My own view is that if God promised Palestine to the Israelis, God is perfectly capable of keeping that promise, and America is no way committed to expend the lives of its soldier-children in a war over conflicting interpretations of God’s word. The Israelis and the Muslims should be perfectly free to fight over whether Yahweh and Abraham or Allah and Mohammed are right, and Americans should be perfectly free to draw the correct conclusion, that the United States does not have a dog in this fight. In addition, there is a genuine constitutional question of church-state separation on this issue. Why should American taxpayers have their earnings and children’s lives spent to defend a theocracy in Israel or, for that matter, to protect an Islamic theocracy in Saudi Arabia.? (Imagine the howls of protest and torrents of church-state separation rhetoric from the media and both parties if a congressman introduced a bill calling for the U.S. to designate that an amount equivalent to what’s spent to protect Israel and Saudi Arabia be sent to the Vatican — a nation-state like Israel and Saudi Arabia — to improve its defenses against the now well-articulated threat from al-Qaeda and other Islamists.)
Objectively, three realities are clear: (1) U.S. survival is not at stake in the Israeli-Muslim war; (2) the taxes of Americans should not be spent to defend theocratic states; and (3) holy books are insane tools to use as guides for U.S. foreign policy. In America, however, these realities lie unspoken because of the lobbying efforts of AIPAC and the pro-Israel mantras of the politicians it purchases with campaign contributions and promises of media exposure, including McCain and Obama.
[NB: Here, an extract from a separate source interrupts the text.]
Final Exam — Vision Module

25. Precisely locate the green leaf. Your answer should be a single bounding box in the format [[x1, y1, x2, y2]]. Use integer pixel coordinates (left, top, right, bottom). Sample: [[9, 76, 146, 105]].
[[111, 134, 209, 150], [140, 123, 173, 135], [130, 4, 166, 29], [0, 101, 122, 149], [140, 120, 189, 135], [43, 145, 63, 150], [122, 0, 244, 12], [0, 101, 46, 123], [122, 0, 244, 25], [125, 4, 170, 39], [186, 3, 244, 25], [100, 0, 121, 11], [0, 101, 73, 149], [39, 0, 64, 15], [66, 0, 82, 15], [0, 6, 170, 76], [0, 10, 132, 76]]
By their consistent anti-American actions, AIPAC and the U.S. politicians who do its bidding have fully validated the words of the real George Washington — not the figment of Washington painted by Joe Lieberman. “Against the insidious wiles of foreign influence,” President Washington wrote in 1796, “the jealousy of a free people ought to be constantly awake, since history and experience prove that foreign influence is one of the most baneful foes of republican government.”